Indien het nikkelgehalte hoog en het chroomgehalte laag is binnen de bandbreedte van de norm, zal de stolling altijd primair austenitisch verlopen. Dat betekent een stabiele austeniet structuur die geen ferriet zal uitscheiden tijdens het lassen of tijdens een mechanische impact. M.a.w. wat men ook bewerkt aan zo’n stabiele kwaliteit, er zal nooit enige trekkracht met een sterke magneet worden ervaren. In de praktijk zal dit echter niet snel voorkomen want er is geen producent van roestvast staal die het in zijn hoofd zal halen onnodig veel duur nikkel aan de smelt toe te voegen.


 
Enige procenten ferriet in austeniet is op zich best wenselijk. De reden is om het ontstaan van warmscheuren in het austenitische materiaal tegen te gaan. Ferriet heeft een groter oplossend vermogen voor allerlei verontreinigingen dan austeniet waardoor het een soort vuilnisbakfunctie in het materiaal krijgt. In onderstaande tabel zijn deze verschillen van oplosbaarheid te zien.




Tabel: oplosbare percentages elementen in ferriet en austeniet.


De laag smeltende eutectica en verontreinigingen worden tijdens het stollen voor het austenitische stollingsfront uitgedreven. Dit verschijnsel wordt ook wel segregatie genoemd. Deze uitgescheiden fasen kunnen gaan scheuren tijdens het krimpen van het metaal omdat deze mechanisch zwak zijn. Vaak zijn deze nog niet eens geheel gestold en trekken dan simpel kapot met een scheurtje tot gevolg. Dat worden per definitie warmscheuren genoemd.
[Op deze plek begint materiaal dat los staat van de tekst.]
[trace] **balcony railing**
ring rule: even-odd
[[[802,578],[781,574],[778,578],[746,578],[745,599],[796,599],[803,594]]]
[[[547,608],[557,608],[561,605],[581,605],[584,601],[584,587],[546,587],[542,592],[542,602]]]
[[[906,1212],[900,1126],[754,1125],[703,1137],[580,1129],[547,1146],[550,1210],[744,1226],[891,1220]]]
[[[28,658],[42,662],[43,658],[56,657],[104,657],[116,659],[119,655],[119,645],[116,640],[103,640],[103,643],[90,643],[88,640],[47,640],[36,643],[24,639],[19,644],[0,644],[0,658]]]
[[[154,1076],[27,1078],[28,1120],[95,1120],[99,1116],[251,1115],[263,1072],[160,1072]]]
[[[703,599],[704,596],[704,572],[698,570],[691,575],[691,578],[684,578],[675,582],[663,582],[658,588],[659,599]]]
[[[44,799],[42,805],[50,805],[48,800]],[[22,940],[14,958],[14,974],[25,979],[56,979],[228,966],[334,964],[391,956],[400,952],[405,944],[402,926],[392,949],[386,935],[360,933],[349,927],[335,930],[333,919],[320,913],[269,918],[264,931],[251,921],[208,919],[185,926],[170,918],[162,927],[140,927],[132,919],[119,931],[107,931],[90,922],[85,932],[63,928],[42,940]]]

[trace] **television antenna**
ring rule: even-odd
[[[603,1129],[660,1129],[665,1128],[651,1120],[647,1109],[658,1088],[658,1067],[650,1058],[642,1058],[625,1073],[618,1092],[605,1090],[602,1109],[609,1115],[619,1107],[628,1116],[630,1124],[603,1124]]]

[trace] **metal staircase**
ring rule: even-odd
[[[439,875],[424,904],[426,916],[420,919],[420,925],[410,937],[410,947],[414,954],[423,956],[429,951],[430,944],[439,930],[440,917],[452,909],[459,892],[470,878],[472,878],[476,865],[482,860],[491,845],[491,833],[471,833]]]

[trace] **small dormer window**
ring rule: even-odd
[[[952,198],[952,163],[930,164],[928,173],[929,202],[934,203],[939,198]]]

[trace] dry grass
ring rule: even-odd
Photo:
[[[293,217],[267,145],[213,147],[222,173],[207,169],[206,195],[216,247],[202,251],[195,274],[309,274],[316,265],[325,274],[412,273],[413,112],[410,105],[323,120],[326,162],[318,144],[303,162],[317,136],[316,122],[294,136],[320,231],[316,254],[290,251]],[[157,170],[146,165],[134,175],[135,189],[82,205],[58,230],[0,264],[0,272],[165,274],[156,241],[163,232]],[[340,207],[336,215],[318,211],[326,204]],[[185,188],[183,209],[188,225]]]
Zie desgewenst ook de blog ‘zwavel in Roestvast staal’


Wordt het ferrietgehalte in het austeniet behoorlijk hoger, dan is dat goed te voelen met een sterke magneet. Vooral gelaste zones trekken dan behoorlijk aan met een magneet ondanks dat men met de juiste austenitische lasmaterialen heeft gewerkt. Dergelijke hogere percentages ferriet zijn echter niet gewenst. Ferriet is namelijk hard en dat vermindert de ductiliteit en dieptrekbaarheid. Ook kan er in ferriet minder koolstof oplossen dan in austeniet. Hoewel normaal gesproken het koolstofgehalte laag is in roestvast staal, zal de lage oplosbaarheid van koolstof in ferriet het aanwezige koolstof naar het austeniet drijven. Hierdoor kunnen er mogelijk chroomcarbiden ontstaan wat de kans op interkristallijne corrosie weer vergroot. Daarom is het belangrijk dat het ferrietgehalte niet te hoog oploopt.
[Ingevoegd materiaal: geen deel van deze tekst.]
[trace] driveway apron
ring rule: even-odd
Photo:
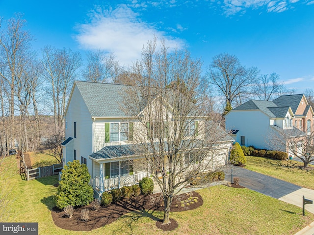
[[[286,181],[249,170],[234,166],[233,177],[240,179],[239,184],[265,195],[280,198],[302,188]],[[231,182],[231,171],[225,171],[225,180]]]

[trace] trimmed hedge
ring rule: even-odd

In de praktijk kan gebruik gemaakt worden van een ferrietmeter, die eenvoudig het percentage ferriet op de gemeten plaats kenbaar maakt. Ook kunnen geoefende handen aardig inschatten hoe hoog het ferrietgehalte is zodra men een sterke magneet op het materiaal aanbrengt.  Om het ferrietgehalte niet te hoog op te laten lopen, is het belangrijk dat de heat-input tijdens het lassen zo gering mogelijk blijft. Daarom is het belangrijk nog eens kritisch te kijken naar de lasparameters.